Maandag 9 september
Vandaag beloven ze dat het weer zou uitklaren, en daarvan willen we gebruik maken om twee oorlogsbegraafplaatsen te bezoeken. Iets wat we een vorige reis ook al wilden doen, een plan dat toen door slecht weer gedwarsboomd werd (zie dit blogbericht uit 2020). We maken ons op het gemak klaar, en vertrekken. Eerst eens bewust de foute richting uit om naar de zee te kijken, je kan hier zo het water inrijden.
Eerste stop: de Super U in Sainte-Mère-Eglise, voor boodschappen, diesel en een wasbeurt van de camper.
Daar zijn we wel even zoet mee, en het is al na de middag als we daar vertrekken. Volgende stop is de Duitse militaire begraafplaats van La Cambe. Eerst eten we op de parking onze baguette met kaas, daarna vervoegen we de vele bezoekers van de begraafplaats.
Indrukwekkend, met de stenen voor telkens twee militairen, al dan niet bekend, en de symbolische, naamloze zwarte kruisen. We lopen er een hele tijd rond, lezen namen, staan stil bij hoeveel jonge mannen hier omkwamen.

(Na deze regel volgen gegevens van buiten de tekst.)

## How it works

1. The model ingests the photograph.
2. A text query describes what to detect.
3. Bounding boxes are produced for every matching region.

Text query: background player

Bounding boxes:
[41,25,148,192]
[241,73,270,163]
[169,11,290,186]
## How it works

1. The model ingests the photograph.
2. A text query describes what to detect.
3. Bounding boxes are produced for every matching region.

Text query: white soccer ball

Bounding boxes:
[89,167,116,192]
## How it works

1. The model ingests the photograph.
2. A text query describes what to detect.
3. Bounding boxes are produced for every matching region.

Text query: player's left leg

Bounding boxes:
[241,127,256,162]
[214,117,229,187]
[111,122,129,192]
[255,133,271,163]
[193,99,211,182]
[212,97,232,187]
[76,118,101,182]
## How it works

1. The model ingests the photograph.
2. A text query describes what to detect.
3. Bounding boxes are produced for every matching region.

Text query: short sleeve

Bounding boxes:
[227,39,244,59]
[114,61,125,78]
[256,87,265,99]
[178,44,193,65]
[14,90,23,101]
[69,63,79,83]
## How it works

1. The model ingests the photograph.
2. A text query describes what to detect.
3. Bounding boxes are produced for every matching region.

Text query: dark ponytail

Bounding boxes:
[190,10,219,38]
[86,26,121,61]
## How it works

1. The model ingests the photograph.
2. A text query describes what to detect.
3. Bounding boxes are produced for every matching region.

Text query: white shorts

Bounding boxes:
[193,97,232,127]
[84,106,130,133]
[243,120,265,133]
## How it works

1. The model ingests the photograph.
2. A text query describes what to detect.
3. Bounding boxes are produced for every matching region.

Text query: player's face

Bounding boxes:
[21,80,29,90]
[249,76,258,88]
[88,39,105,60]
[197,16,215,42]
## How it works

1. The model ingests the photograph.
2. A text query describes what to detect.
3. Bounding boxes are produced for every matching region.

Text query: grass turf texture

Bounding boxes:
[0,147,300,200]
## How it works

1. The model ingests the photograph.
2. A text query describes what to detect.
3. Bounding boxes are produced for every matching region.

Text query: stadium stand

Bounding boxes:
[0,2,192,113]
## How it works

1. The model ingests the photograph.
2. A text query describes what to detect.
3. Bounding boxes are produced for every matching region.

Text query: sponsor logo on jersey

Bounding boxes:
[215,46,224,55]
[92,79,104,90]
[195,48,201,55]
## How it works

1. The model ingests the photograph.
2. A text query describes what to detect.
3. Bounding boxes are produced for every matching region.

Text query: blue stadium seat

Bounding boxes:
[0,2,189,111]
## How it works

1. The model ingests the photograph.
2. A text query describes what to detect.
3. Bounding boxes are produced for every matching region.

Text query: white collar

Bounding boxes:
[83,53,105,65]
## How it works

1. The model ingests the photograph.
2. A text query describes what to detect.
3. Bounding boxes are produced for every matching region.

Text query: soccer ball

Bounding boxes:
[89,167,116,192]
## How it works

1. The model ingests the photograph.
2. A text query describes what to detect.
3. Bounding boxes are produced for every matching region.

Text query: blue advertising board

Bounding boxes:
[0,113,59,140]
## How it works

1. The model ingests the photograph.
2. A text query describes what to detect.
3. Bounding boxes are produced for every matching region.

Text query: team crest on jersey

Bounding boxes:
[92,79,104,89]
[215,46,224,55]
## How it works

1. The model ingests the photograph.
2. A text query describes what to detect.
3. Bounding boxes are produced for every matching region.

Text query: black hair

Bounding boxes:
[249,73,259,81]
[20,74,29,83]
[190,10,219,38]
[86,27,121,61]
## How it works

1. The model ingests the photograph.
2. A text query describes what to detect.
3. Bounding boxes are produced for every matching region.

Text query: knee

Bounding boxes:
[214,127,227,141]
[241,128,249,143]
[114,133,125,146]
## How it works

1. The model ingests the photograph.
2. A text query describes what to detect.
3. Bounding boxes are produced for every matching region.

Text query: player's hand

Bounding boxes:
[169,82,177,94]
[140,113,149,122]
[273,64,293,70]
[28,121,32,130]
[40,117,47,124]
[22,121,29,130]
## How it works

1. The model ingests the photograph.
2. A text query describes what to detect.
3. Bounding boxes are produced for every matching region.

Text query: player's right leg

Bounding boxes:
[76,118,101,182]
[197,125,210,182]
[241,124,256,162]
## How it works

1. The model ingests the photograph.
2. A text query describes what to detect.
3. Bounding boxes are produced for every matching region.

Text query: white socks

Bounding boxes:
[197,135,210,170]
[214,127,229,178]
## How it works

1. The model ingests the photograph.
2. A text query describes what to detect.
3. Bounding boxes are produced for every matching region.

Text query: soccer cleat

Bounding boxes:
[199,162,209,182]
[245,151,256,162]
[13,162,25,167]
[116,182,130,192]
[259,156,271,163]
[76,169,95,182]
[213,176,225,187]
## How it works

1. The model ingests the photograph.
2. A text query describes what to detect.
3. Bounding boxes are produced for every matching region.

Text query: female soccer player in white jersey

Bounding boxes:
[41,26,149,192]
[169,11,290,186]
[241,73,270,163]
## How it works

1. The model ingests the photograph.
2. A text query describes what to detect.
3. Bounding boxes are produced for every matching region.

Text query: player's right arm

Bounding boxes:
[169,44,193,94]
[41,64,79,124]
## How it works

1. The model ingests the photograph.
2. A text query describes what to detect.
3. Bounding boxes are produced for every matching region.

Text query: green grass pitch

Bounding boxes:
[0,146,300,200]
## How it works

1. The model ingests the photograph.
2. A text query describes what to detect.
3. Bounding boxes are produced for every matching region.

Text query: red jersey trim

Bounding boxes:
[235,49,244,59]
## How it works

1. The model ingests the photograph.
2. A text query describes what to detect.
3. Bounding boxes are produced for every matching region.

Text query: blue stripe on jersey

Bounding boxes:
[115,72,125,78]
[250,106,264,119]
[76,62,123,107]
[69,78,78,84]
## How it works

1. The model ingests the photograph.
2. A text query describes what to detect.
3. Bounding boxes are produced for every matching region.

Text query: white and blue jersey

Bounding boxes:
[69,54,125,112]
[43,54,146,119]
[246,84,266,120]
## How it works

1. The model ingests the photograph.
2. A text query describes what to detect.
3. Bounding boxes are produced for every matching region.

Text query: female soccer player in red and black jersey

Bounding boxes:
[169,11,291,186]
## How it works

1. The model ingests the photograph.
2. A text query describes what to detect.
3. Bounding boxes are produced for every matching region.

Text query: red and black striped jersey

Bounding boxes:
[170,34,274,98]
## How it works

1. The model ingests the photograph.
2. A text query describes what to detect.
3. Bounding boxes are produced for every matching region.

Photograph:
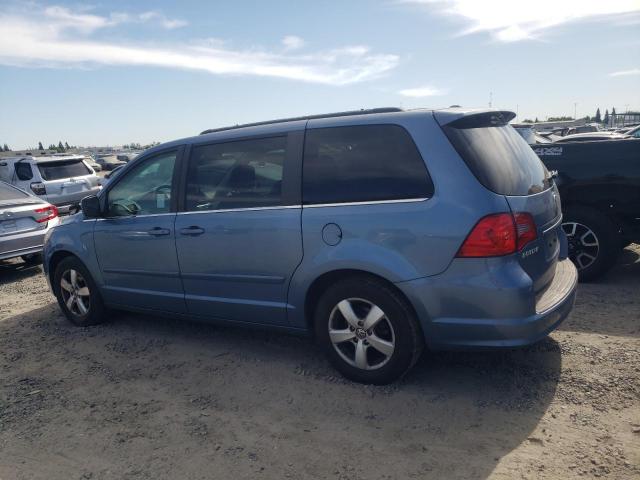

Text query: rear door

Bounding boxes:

Hier en daar is er een grafsteen met bloemen, en ook een paar grafstenen met foto’s, die dit verhaal vermenselijken.
Dan vertrekken we naar Colville-sur-Mer, waar de grote Normandy American Cemetery and Memorial is.
Hier is nog veel meer volk om de doden te herdenken (NB: de herdenking van WOII hier is een toerisme industrie geworden). Veel verschillende nationaliteiten, we horen veel Engels, er zijn groepen met gidsen, er loopt beveiligingspersoneel rond. De begraafplaats met de bekende witte kruisen is ook heel indrukwekkend, zo groot, zo veel. Ook hier lopen we rond, ook tussen de graven, lezen namen en denken over wat toen gebeurde, en over wat op dit eigenste moment aan het gebeuren is. Als je hier rondloopt, snap je gewoon niet dat men dit zou vergeten. Maar toch.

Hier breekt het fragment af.